Agenda 30/08/2022 às 13:30

O texto trata da autorização necessária, em assembleia de acionistas, para que a companhia requeira recuperação judicial ou formule pedido de autofalência em juízo, consoante determina a Lei 6.404/76.

 O ensaio tratará de tema pouco abordado pela hodierna doutrina, que é justamente a questão relativa à tutela do acionista minoritário[3] [4] e a autorização, via assembleia geral - órgão imediato -, para que o administrador [diretoria, órgão executivo que é] de sociedade anônima (aberta ou fechada) requeira o regime de reestruturação judicial[5], em consonância com a regra estabelecida pela Lei 6.404/76 e os termos da Lei 11.101/05.

A questão, a nosso modo, é complexa e envolve várias indagações eminentemente teóricas, de modo que alguns aspectos hão de ser aqui pontuados, sem empeço de que em outro momento novas reflexões [investigação zetética[6]] sejam apresentadas, visando o debate.

Estabelece o art. 122, inc. IX da Lei 6.404/76, que a assembleia geral extraordinária [a competência é sua - privativa e indelegável -, por força do art. 131 do mesmo texto legal] de acionistas tem a competência privativa para autorizar o administrador (via de regra, a diretoria [órgão presentante legal que é]) da companhia a confessar falência [autofalência] e requerer recuperação judicial.

 Destaque-se que a lei de regência nada esclarece sobre outros meios recuperatórios previstos em a Lei 11.101/05, o que se traduz em falha, a nosso sentir, porquanto, o alarde de crise é externado aos credores, podendo desestabilizar o mercado no qual opera a entidade, sendo que o parágrafo único dispõe:

Em caso de urgência, a confissão de falência ou o pedido de recuperação judicial poderá ser formulado pelos administradores, com a concordância do acionista controlador, se houver, hipótese em que a assembleia geral será convocada imediatamente para deliberar sobre a matéria

Este dispositivo pode, em tese, apenas em tese - no caso concreto - ser prejudicial aos interesses e direitos dos acionistas minoritários e à própria companhia como um todo[7].

Explicar-se-á o porquê no decorrer da exposição.

Em se tratando de companhia aberta ou fechada, mister a indispensável autorização, via assembleia, para que se requeira a abertura judicial da falência [autofalência] ou se busque o regime recuperatório judicial, se não olvidando da exceção contida no parágrafo único do dispositivo legal. O texto de lei não trata da recuperação extrajudicial, como dito.

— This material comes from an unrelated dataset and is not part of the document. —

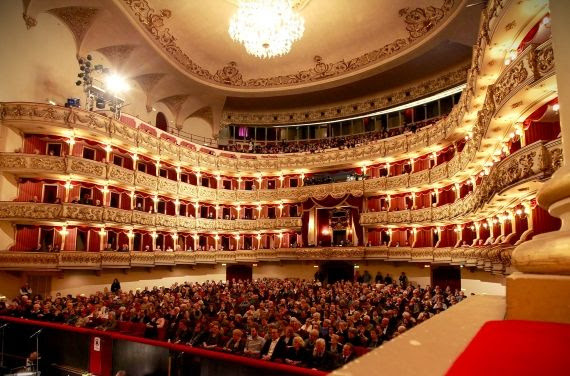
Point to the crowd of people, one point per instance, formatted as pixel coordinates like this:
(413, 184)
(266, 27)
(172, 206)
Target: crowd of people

 Quanto ao tema específico, o entendimento de Sérgio Campinho:

Isso porque a negociação do plano de recuperação extrajudicial com os credores, ainda que levado à homologação em juízo, não é de necessária decisão assemblear, integrando, como efeito, os poderes gerais de administração essa forma de composição de débitos[8]

Uma questão que de imediato se apresenta, diz respeito à urgência [incorreto o vocábulo “emergência”] mencionada no parágrafo único do art. 122.

 A expressão é aberta, não sendo especificado na lei, ao menos exemplificativamente, em quais hipóteses poderia ocorrer o ajuizamento da demanda e só depois a assembleia deliberar a respeito, isto é, se foi ou não correta a concordância/autorização do acionista controlador, para fins de ingressar em juízo.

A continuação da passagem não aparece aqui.